Souvent quand Hubert Bouccara surgit chez les Kessel, ce sont des cris qui l’accueillent. Les époux en sont venus aux mains, les mots fusent. Profitant de l’arrivée de son ami, Jef quitte le domicile pour entreprendre en sa compagnie une de ces longues marches qui lui lavent l’esprit. L’équation est insoluble : Michèle est invivable. Jef ne peut pas vivre sans elle.

« Tu aurais dû rester avec Katia, ose Hubert.

– Tu ne peux pas comprendre lui rétorque sèchement Jef. »

Ses propres fêlures

Aux États-Unis, il a écumé les nuits de Broadway, fréquenté un prince de la fête, Lenny Lyons, et dans une villa de Hollywood a relevé le défi d’un faraud nommé Humphrey Bogart. Il s’agissait de boire le plus possible de shots de cognac. Jef a gagné (1). Mais l’alcool joyeux est devenu un poison pour son couple. Il en a eu la révélation lors d’un séjour à New York. Il a découvert une association originale : un groupe de parole réunit des malades de l’alcoolisme qui témoignent publiquement de leur addiction, de leur misère et de leur envie d’en sortir. Cette initiative s’appelle les Alcoholics Anonymous. Le journaliste en lui s’est éveillé. En compagnie de Michèle, il a effectué le plus insolite et le plus sensible des reportages. Lui qui a connu la guerre civile irlandaise, traversé les Pyrénées à pied pour gagner la France libre, arpenté l’Afghanistan, il s’est retrouvé dans une salle blafarde de l’association, écoutant Bob, Ted, Warner, ou Bruce, confesser avec humilité leur déchéance. Il en sera sonné en réalisant que c’est sur ses propres fêlures et celles de sa chère Michèle, qu’il enquêtait. Celle-ci aura beau avoir assisté aux séances des AA avec lui, rien n’y fera. Pas même les innombrables cures de désintoxication (quinze !) qu’elle effectuera en France ne parviendront à la tirer d’affaire. L’alcool est un démon.

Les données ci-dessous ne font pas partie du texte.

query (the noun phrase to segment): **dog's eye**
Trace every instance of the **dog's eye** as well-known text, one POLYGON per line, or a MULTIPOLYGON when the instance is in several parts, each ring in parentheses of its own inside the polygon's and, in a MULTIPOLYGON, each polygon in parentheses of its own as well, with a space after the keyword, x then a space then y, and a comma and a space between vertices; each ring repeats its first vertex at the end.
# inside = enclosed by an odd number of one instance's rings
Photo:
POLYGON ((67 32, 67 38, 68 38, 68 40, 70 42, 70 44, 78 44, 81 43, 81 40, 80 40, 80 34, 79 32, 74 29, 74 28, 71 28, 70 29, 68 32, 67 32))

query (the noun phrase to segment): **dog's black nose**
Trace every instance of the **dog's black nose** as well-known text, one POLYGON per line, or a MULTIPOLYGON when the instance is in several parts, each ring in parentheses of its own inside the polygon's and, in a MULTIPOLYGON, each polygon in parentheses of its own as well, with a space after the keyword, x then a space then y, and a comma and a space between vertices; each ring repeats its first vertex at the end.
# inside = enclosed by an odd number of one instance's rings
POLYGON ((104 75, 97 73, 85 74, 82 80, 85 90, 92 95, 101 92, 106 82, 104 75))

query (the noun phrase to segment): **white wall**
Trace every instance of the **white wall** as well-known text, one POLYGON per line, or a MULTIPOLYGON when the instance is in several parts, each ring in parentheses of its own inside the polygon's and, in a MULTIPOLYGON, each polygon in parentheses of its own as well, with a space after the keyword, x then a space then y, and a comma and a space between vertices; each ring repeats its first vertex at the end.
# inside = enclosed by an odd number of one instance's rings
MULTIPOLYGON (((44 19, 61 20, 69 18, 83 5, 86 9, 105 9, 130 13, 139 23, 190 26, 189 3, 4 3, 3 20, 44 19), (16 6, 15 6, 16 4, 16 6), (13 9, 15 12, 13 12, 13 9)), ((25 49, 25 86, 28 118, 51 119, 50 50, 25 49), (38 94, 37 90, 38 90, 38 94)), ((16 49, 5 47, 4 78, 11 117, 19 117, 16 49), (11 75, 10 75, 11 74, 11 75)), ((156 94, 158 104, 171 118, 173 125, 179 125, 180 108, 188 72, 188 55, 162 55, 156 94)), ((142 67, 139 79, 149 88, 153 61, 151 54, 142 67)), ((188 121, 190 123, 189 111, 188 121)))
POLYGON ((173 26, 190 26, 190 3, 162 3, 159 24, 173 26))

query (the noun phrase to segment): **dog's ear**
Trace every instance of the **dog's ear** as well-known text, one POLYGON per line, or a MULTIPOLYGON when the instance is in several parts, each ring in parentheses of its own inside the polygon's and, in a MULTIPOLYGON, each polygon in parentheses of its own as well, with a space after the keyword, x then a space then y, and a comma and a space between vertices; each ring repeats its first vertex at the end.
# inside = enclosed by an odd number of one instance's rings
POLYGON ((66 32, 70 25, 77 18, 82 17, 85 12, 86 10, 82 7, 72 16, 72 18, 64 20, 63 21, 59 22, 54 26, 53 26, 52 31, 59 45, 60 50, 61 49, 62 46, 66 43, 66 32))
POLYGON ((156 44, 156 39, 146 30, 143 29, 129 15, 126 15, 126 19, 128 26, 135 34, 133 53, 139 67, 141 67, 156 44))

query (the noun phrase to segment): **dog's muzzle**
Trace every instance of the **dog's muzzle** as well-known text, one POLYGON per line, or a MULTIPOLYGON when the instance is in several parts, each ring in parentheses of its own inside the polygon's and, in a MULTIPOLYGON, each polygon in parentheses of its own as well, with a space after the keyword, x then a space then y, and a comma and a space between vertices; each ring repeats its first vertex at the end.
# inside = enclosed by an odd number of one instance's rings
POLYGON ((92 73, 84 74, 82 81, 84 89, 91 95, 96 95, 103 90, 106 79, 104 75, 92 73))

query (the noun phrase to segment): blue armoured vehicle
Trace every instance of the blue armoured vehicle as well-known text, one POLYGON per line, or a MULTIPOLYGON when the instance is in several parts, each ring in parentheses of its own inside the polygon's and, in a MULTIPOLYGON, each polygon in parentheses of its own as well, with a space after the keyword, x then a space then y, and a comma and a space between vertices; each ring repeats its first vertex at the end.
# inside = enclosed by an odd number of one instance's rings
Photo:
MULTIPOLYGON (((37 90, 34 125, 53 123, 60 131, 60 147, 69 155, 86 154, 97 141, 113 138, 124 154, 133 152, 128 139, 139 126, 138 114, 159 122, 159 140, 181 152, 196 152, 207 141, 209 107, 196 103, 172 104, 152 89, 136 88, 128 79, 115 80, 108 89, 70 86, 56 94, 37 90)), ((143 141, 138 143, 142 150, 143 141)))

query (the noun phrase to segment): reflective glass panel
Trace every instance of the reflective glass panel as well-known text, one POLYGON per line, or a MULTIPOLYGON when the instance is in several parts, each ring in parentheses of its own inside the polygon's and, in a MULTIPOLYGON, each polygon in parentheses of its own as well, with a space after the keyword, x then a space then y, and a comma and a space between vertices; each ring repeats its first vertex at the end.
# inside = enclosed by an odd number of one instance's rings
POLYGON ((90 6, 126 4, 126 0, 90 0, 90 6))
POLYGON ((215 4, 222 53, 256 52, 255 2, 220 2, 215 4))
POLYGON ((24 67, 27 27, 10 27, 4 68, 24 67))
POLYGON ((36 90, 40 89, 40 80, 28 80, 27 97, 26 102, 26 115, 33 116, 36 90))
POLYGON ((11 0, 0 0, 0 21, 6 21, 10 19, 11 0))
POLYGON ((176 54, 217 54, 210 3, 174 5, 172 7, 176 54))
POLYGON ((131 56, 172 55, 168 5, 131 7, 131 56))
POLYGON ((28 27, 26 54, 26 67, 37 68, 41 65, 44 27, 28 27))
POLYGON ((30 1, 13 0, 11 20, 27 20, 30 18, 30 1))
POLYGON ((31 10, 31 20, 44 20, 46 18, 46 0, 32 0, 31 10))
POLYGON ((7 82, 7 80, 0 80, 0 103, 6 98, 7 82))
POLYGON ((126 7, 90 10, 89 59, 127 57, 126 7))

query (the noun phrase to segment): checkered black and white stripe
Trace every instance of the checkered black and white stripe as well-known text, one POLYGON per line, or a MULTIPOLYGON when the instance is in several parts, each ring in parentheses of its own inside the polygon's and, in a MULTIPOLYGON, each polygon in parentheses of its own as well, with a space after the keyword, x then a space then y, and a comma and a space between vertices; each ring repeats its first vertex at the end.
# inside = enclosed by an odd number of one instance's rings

Un soir chez les Nucéra, les écrivains Alphonse Boudard et René Fallet qui ont trop bu s’échauffent, mi-rigolards mi-sérieux, se lançant des noms d’oiseaux. Des coups volent. Tout le monde rit autour de la table, et Hubert n’est pas le dernier. Jef le rabroue :

« Ne ris pas.

– C’est pas méchant !.

– C’est surtout pas drôle. »

(1) Yves Courrière, “Joseph Kessel, ou Sur la piste du Lion”, Plon.